Ask permission before coaching
Jeff, district sales manager for a major food distributor in southwest Washington, told Session 10 of TURBO’s Leadership Development Lab:
“On Wednesday, I watched my ten-year-old son at football practice. I was committed to keeping my promise of focusing on what went right. I have been meeting Josh with a big smile after every practice and telling him what a great practice he had and then telling him five things I saw him do that were great.
“During this particular practice session, I saw Josh doing two things that were fundamentally wrong and, as a result, his man was making a lot of tackles. I also noticed that none of the coaches was correcting him, so he continued to have the same problem. These are the same two things I had been telling him he was doing wrong last year on our rides home.
“At the end of the practice, I ran up to Josh and told him, ‘Great practice! I saw you do . . .’ and I gave him the five things that he did correctly, and again told him, ‘Great practice.’ I then let my Turbo training take over. I looked at him and said, ‘Josh, I saw two things that you might want to start doing that will help you in your blocking. Would you mind if I showed you what they are?‘ He looked at me and smiled and said he didn’t mind, so I showed him.
“The next day at practice, I saw Josh really concentrate on trying to do the two things I showed him, and he was doing much better at blocking his man.
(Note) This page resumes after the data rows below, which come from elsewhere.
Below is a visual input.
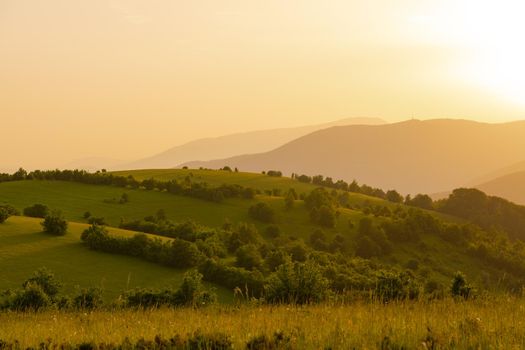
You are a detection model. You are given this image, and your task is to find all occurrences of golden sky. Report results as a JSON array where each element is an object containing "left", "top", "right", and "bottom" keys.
[{"left": 1, "top": 0, "right": 525, "bottom": 170}]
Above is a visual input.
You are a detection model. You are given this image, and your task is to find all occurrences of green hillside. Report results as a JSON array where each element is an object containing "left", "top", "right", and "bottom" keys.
[
  {"left": 0, "top": 216, "right": 231, "bottom": 301},
  {"left": 0, "top": 178, "right": 369, "bottom": 242},
  {"left": 0, "top": 169, "right": 513, "bottom": 293},
  {"left": 113, "top": 168, "right": 324, "bottom": 195}
]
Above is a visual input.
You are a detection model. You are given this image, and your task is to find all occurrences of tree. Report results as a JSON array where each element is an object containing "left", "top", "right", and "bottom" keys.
[
  {"left": 12, "top": 167, "right": 27, "bottom": 181},
  {"left": 316, "top": 205, "right": 336, "bottom": 228},
  {"left": 309, "top": 230, "right": 328, "bottom": 251},
  {"left": 248, "top": 202, "right": 276, "bottom": 223},
  {"left": 265, "top": 261, "right": 329, "bottom": 304},
  {"left": 22, "top": 267, "right": 62, "bottom": 298},
  {"left": 41, "top": 211, "right": 68, "bottom": 235},
  {"left": 266, "top": 170, "right": 282, "bottom": 177},
  {"left": 23, "top": 204, "right": 49, "bottom": 218},
  {"left": 304, "top": 188, "right": 333, "bottom": 211},
  {"left": 0, "top": 207, "right": 10, "bottom": 224},
  {"left": 175, "top": 270, "right": 216, "bottom": 307},
  {"left": 265, "top": 249, "right": 290, "bottom": 272},
  {"left": 450, "top": 271, "right": 473, "bottom": 299},
  {"left": 407, "top": 194, "right": 433, "bottom": 210},
  {"left": 11, "top": 283, "right": 50, "bottom": 311},
  {"left": 287, "top": 241, "right": 308, "bottom": 262},
  {"left": 386, "top": 190, "right": 404, "bottom": 203},
  {"left": 73, "top": 287, "right": 103, "bottom": 309},
  {"left": 168, "top": 239, "right": 203, "bottom": 268},
  {"left": 235, "top": 244, "right": 264, "bottom": 271},
  {"left": 355, "top": 235, "right": 381, "bottom": 258}
]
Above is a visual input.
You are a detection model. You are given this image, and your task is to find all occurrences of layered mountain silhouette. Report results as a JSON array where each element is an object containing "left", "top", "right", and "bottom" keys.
[
  {"left": 467, "top": 171, "right": 525, "bottom": 205},
  {"left": 183, "top": 119, "right": 525, "bottom": 195},
  {"left": 118, "top": 117, "right": 385, "bottom": 170},
  {"left": 432, "top": 161, "right": 525, "bottom": 203}
]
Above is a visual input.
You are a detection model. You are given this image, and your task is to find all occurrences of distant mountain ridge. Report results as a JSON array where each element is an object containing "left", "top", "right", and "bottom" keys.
[
  {"left": 117, "top": 117, "right": 385, "bottom": 170},
  {"left": 432, "top": 161, "right": 525, "bottom": 203},
  {"left": 182, "top": 119, "right": 525, "bottom": 195},
  {"left": 471, "top": 171, "right": 525, "bottom": 205}
]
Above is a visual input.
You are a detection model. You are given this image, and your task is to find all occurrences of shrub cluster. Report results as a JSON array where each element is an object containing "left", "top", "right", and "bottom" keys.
[
  {"left": 81, "top": 225, "right": 204, "bottom": 269},
  {"left": 123, "top": 270, "right": 216, "bottom": 308}
]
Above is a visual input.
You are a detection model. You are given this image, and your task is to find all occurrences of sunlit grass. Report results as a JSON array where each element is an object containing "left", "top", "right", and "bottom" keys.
[
  {"left": 0, "top": 216, "right": 232, "bottom": 301},
  {"left": 1, "top": 298, "right": 524, "bottom": 348}
]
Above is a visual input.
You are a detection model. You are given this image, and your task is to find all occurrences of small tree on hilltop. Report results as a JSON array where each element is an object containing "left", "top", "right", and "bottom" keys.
[
  {"left": 41, "top": 210, "right": 68, "bottom": 235},
  {"left": 386, "top": 190, "right": 404, "bottom": 203}
]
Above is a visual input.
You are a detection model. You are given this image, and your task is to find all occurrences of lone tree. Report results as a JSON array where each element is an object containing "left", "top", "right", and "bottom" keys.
[
  {"left": 41, "top": 210, "right": 68, "bottom": 235},
  {"left": 386, "top": 190, "right": 404, "bottom": 203}
]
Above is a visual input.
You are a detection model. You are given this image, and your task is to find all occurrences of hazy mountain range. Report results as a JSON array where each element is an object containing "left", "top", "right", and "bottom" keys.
[
  {"left": 114, "top": 117, "right": 385, "bottom": 170},
  {"left": 474, "top": 171, "right": 525, "bottom": 205},
  {"left": 183, "top": 119, "right": 525, "bottom": 195}
]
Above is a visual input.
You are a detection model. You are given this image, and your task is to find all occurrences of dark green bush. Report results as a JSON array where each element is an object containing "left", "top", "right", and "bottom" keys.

“The lessons I learned from this experience are (1) when I ask permission to show someone something, they are much more receptive to receiving coaching, and (2) positive feedback is ten times more powerful than negative feedback.
“The action I call you to take is to get permission before offering suggestions for change. Be careful to avoid the dreaded ‘but,’ and make your coaching positive. The benefit you will receive is much more motivated, engaged, and happier associates.”
I might add that this all starts by forcing yourself to see the good parts of the performance that is being practiced. Develop the habit of seeing and talking about the parts that are working. This is counter-intuitive. We may even feel it is dishonest to tell a person the things they are doing well when we see them doing some things poorly. Now really-what is wrong with us? Do we consider it a lack of integrity on our part to tell a person about their good quality, good practices, when they are weak in some areas? In reality, it’s attributable to our own mental laziness. Follow Jeff’s practice. You will create a championship team.